By Jake SpringThe Daily Northwestern
For the 35 people camped in tents outside the Best Buy at 2301 Howard St., freezing temperatures, a 48-hour wait and $600 were a small price to pay for a shot at video game bliss.
Campers began assembling outside the store at 11:30 a.m. Wednesday in anticipation of the release of Sony’s Playstation 3 video game system.
The shoppers hoped to get their hands on one of at least 26 PS3s that would go on sale at 8 a.m. Friday, said Richard Leconte, a 28-year-old in Loss Prevention at Best Buy.
“On top of ruining our sleep schedules, we’re going to be eating the worst food,” said Raj Darji, a 27-year-old electrical engineer. “But it’s all going to be worth it.”
Darji was the first to arrive on Wednesday and was camping with three friends, all expecting to buy a PS3.
The group of four sat around a propane heater, explaining how they were sustaining themselves on food brought by their mothers and from the nearby McDonald’s and Jewel-Osco. Darji enjoyed the nostalgic feeling of waiting for the release, he said.
“We used to game a lot in high school,” he said. “This brings us back to our youthful years where things didn’t matter.”
The release was so highly anticipated that many people had already stocked up on games, controllers and other accessories. Arnell Newman, the 30th person in line, already had bought his copy of Madden NFL 07, he said.
“When we got here, we were quite surprised (that) there have been guys here since yesterday, ” he said.
Newman, a 32-year-old recording engineer, was confident he would get a PS3 despite his precarious position near the back of the line.
Store employees said they could only guarantee 26 units, but the general manager had told those waiting that there would be at least 30, he said.

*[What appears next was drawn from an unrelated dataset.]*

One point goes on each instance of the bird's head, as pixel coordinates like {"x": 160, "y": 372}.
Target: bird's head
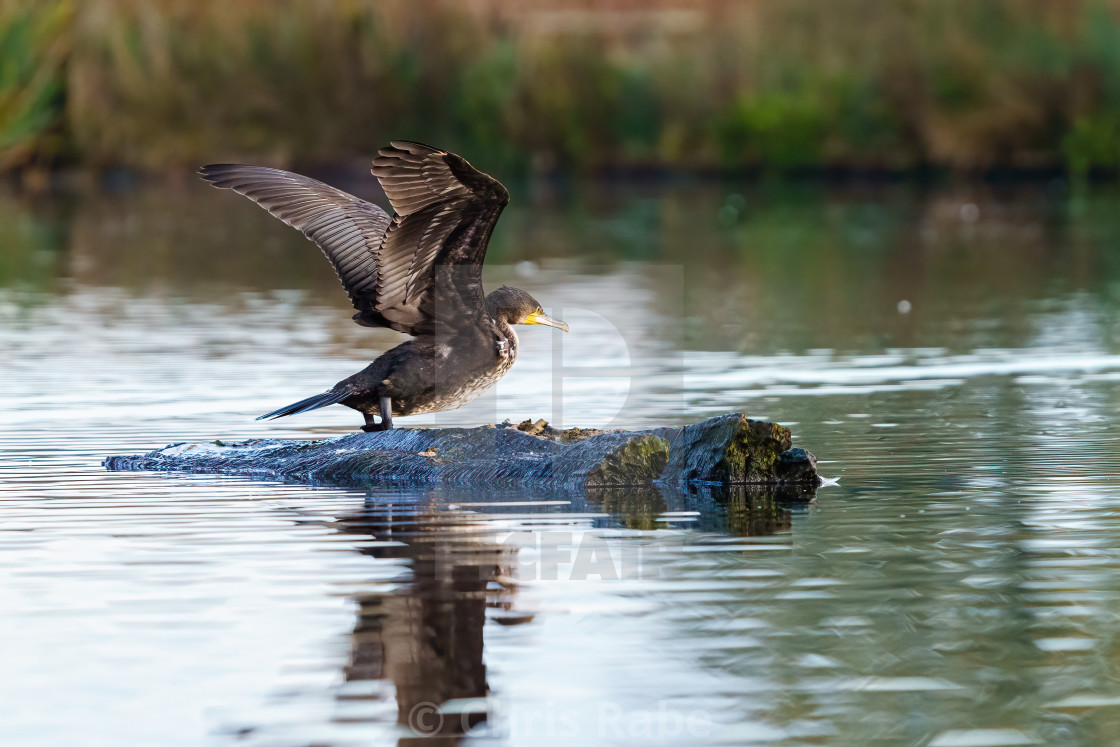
{"x": 515, "y": 306}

They would know for sure only when the shipment arrived the next morning, said Alex Jasso, a 25-year-old Best Buy customer assistant.
Although some felt a competitive tension building over who would get a PS3, six strangers had met at the back of the line and decided to pool their resources.
“(We were) strangers to one another when we got here,” said Newman. “One guy purchased the tent. I bought the heater.”
The campers had at least one brush with the law during their overnight stay. After the police heard that some of the shoppers were using illegal drugs, they decided to pay an early morning visit to the store, Darji said.
“They woke us up at 4 a.m.,” he said. “They made us all come out of our tents and peeked in.”
Some saw the high demand for so few systems as an opportunity to make money. Sony intended to have at least 1.4 million systems released in North America by the end of the year, but most likely only 700,000 will be available, Jasso said.
Tony Royals of Chicago was planning to sell his system for at least $1,500, he said.
“It’ll be on eBay by 3 o’clock on Friday, ” said the 22-year-old CEO of a photo advertising studio.
Darji also felt the pull to sell. The $600 price tag on the 60 gigabyte version seemed cheap compared to those being auctioned for as much as $3,500 online, he said. He plans to watch prices online before deciding to use it.
Demand is high for the PS3, but the Sunday release of Nintendo’s Wii game system is expected to be much larger, Jasso said. Four million units of the Wii were scheduled to be available in the next three weeks.
“As opposed to 26 PS3s, we’ll probably have three or four times as many,” he said. “(I expect) more people because they can get them. If someone wants a PS3 and they see the line outside, they’re probably not going to get them.”